Yaşadığı bölgedeki sinagogun önemli bağışçılarından olan ancak dindar biri olmadığını belirten Isaacman uzay yolculuğu sırasında oruç tutmayacağını açıklamıştı. Bu açıklaması ile Isaacman insanların dini geleneklerini uzay yolculuklarında nasıl devam ettireceklerini düşündürdü. Yahudilikte olduğu gibi İslam’da da oruç saatleri Güneş’in doğuşu ve batışı ile ilişkilendirilir.
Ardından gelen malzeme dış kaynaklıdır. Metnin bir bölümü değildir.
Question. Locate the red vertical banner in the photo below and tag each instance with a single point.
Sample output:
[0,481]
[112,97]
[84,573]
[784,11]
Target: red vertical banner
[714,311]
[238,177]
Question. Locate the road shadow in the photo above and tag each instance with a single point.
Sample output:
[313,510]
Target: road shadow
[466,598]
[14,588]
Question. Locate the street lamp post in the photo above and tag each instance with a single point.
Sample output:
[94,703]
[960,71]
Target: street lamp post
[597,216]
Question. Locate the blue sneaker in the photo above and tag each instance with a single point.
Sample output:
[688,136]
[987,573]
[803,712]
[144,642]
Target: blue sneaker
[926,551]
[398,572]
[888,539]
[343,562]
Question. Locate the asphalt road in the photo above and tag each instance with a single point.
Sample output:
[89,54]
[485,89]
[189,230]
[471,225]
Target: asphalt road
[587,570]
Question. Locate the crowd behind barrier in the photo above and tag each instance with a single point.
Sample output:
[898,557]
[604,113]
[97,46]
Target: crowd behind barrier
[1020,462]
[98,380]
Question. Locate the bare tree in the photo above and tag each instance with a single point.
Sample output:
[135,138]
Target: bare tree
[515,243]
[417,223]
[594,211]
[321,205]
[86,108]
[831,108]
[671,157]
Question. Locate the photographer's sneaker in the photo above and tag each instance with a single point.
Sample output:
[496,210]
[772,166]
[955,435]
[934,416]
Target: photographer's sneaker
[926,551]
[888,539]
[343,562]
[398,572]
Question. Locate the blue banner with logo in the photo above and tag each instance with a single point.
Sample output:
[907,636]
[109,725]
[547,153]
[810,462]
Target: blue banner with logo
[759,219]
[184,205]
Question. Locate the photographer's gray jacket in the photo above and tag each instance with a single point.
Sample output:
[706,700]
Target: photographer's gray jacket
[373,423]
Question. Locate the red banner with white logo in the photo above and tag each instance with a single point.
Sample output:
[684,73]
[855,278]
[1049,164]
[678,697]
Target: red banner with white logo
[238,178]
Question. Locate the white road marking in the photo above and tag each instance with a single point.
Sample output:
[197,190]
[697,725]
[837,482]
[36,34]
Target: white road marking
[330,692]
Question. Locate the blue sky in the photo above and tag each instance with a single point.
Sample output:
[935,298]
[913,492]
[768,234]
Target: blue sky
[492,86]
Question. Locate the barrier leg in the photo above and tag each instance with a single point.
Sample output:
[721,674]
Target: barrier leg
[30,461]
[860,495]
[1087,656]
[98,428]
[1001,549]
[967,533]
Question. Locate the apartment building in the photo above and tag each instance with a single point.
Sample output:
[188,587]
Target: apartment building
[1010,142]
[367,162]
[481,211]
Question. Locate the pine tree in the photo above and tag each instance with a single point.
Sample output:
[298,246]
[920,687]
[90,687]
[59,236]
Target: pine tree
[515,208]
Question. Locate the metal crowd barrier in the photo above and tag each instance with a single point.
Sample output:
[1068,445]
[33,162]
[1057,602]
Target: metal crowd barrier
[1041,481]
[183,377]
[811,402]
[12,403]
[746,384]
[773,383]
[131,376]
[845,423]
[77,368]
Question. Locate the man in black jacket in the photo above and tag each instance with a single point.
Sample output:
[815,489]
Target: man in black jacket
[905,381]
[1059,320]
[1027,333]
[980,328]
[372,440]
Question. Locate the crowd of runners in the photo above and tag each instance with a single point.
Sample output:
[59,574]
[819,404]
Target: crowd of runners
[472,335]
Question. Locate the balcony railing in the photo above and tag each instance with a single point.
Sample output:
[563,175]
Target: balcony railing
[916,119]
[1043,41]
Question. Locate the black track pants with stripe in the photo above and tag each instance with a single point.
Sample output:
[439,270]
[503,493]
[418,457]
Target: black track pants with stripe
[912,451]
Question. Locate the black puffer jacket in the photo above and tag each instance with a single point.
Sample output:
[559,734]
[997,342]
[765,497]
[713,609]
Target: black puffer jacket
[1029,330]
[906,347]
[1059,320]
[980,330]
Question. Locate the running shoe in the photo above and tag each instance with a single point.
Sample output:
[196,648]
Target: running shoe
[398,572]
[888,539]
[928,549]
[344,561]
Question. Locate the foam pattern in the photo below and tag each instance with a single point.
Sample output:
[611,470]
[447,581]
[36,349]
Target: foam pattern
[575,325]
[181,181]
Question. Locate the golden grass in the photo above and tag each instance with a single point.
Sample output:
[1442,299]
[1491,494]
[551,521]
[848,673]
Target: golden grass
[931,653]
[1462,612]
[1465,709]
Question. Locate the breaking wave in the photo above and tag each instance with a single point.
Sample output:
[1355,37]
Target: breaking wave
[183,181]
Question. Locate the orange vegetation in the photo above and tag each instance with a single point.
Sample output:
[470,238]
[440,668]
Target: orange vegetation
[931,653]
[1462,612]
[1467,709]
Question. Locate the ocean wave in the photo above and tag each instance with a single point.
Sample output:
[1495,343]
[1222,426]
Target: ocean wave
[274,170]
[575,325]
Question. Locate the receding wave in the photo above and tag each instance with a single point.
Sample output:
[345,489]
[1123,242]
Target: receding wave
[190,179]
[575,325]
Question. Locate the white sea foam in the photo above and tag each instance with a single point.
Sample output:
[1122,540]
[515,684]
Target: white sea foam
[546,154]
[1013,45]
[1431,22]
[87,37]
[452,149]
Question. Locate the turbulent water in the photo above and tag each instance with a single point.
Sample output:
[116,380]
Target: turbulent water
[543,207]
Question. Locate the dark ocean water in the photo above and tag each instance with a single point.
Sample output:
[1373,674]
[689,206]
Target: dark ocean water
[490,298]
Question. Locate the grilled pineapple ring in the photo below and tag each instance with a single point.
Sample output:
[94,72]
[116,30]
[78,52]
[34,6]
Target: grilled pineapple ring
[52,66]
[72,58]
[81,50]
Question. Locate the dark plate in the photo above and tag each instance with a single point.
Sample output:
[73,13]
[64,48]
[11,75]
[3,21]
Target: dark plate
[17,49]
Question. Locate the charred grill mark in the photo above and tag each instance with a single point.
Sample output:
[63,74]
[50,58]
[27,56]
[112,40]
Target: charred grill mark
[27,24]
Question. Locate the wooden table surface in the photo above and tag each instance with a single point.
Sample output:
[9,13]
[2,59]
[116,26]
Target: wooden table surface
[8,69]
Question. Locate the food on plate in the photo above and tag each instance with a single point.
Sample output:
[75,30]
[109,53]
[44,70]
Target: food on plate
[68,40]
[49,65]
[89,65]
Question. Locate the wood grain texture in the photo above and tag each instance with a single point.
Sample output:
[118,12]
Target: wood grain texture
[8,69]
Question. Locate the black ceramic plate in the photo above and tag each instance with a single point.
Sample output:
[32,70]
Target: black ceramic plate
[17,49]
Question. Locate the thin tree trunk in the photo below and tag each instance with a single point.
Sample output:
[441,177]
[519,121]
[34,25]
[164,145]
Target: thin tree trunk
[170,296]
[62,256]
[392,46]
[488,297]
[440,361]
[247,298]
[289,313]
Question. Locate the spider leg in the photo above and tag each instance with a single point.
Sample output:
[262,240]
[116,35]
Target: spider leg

Acaba Isaacman günde 15 kez Dünya’nın etrafında dönen bir uzay aracında 92 dakika oruç tutsa bu yeterli sayılır mı? Müslüman astronotlar için uzay istasyonunda namaz sırasında Mekke yönünü bulmak, daha da zoru yerçekimsiz ortamda diz üstü oturmak mümkün olmayabilir. 2007’de Ramazan’da Uluslararası Uzay İstasyonunda (ISS) olan Malezyalı astronot için İslam Ulusal Fetva Konseyi kendisinin dilerse uzaya fırlatılış noktasının saatine göre oruç tutabileceği ya da dilerse orucunu erteleyebileceği kararı çıkmıştı.
Astronotların dini ritüellerini devam ettirmek istemesi ilk insanlı uzay uçuşlarından beri rastlanılan bir durum. 1968 Apollo 1 misyonunda astronotlar Ay’ın yörüngesinde ilk kez döndüklerinde Eski Ahit’in ilk bölümü olan Yaratılış’ı okumuşlardı. Buzz Aldrin ise 1969’da Apollo 8 misyonunda Neil Armstrong ile Ay’a ilk adımını atmadan önce mahallesinin kilisesindeki rahibin kutsadığı ekmeği yemiş ve şarabı içmişti.
Yahudi geleneklerinin bazılarını uzayda sürdürmek isteyen astronotlar da olmuştu. 2003’te İsrailli astronot İlan Ramon, Şabat gününü gerektiği gibi kutlamıştı. 1993’te Hanuka Bayramı sırasında ISS’te bulunan Jeffrey Hoffman bir topaç - ‘dreidel’ çevirmiş ve oyunun kurallarını anlattığı görüntüleri Amerikan televizyonlarında yayınlanmıştı. Dreidel dönmesini bitirdikten sonra hangi tarafına doğru düştüğü oyunun sonucunu belirler. Hoffman videoda yukarı aşağı kavramının olmadığı yerçekimsiz ortamda herhangi bir tarafa düşme söz konusu olmadığından uzay yolculuklarında oyunun kurallarının yeniden yazılmasını gerektiğini söylemişti.